On Fri, Dec 16, 2005 at 08:48:02PM -0800, Daniel Lakeland wrote:
> 
> Well based on the discussions earlier, I thought I understood
> something about the "maxima way" to write an interpolation routine
> (starting with linear interpolation). But I see from a little
> experimentation that I don't.
> 
> what should "linterp(xs,ys)" return? 

One person has suggested that it should return an expression with a
free variable named "x", rather than a lambda expression. Because this
isn't a simple computation, the expression would be a block, with
local variables and then loops. Since x would be a free variable, I
assume simplification could take place based on recent binding of x,
and then something like "linterp(xs,ys)" would evaluate to a number in
certain contexts, an unevaluated block expression in other contexts
(where x was unbound) and something else in a context where x was
bound, but the "ys" had symbolic components.
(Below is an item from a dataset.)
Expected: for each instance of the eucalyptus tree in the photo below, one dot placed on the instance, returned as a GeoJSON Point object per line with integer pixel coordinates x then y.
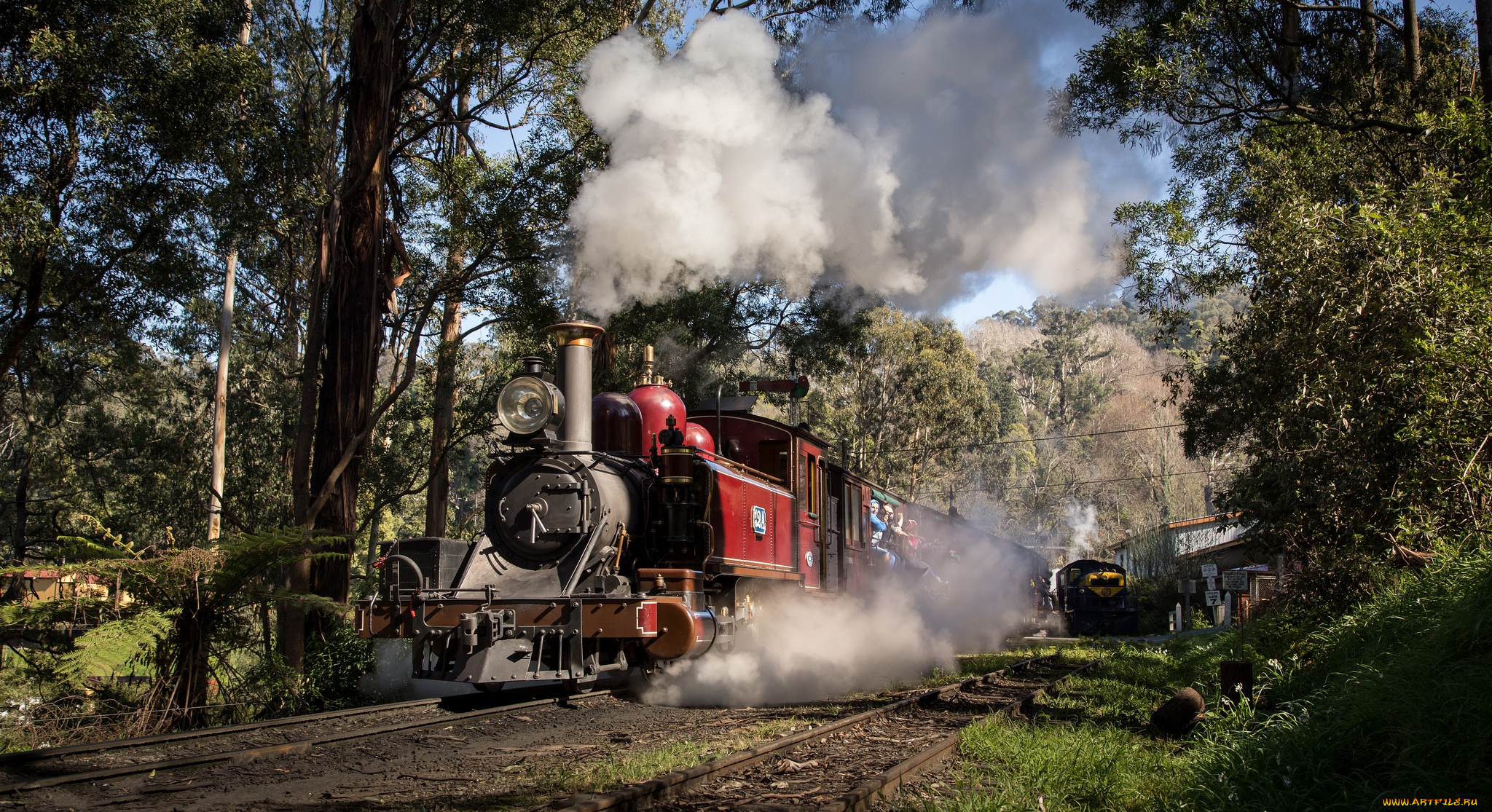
{"type": "Point", "coordinates": [111, 112]}
{"type": "Point", "coordinates": [1334, 175]}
Why this is preferred vs returning a lambda expression is not obvious
to me (i'm just so used to scheme and common lisp that I'm not
"getting it")

so, maybe someone could clarify why 

linterp(xs,ys) := a block expression with x unbound that computes interpolated values when evaluated in an environment where x is bound to a number; 

is preferred vs

linterp(xs,ys) := lambda([x], same block expression here);

I can see the advantage for something like the lagrange routine,
because it returns a polynomial which could be manipulated with maxima
routines in a "mathematical" way, but in this case, the return value
is pretty much "computational" rather than algebraic (in other words,
it has loops and tests and incremented variables and soforth). It
seems to me that a "naked" expression will rarely be more useful than
a lambda expression.



-- 
Daniel Lakeland
dlakelan@street-artists.org
http://www.street-artists.org/~dlakelan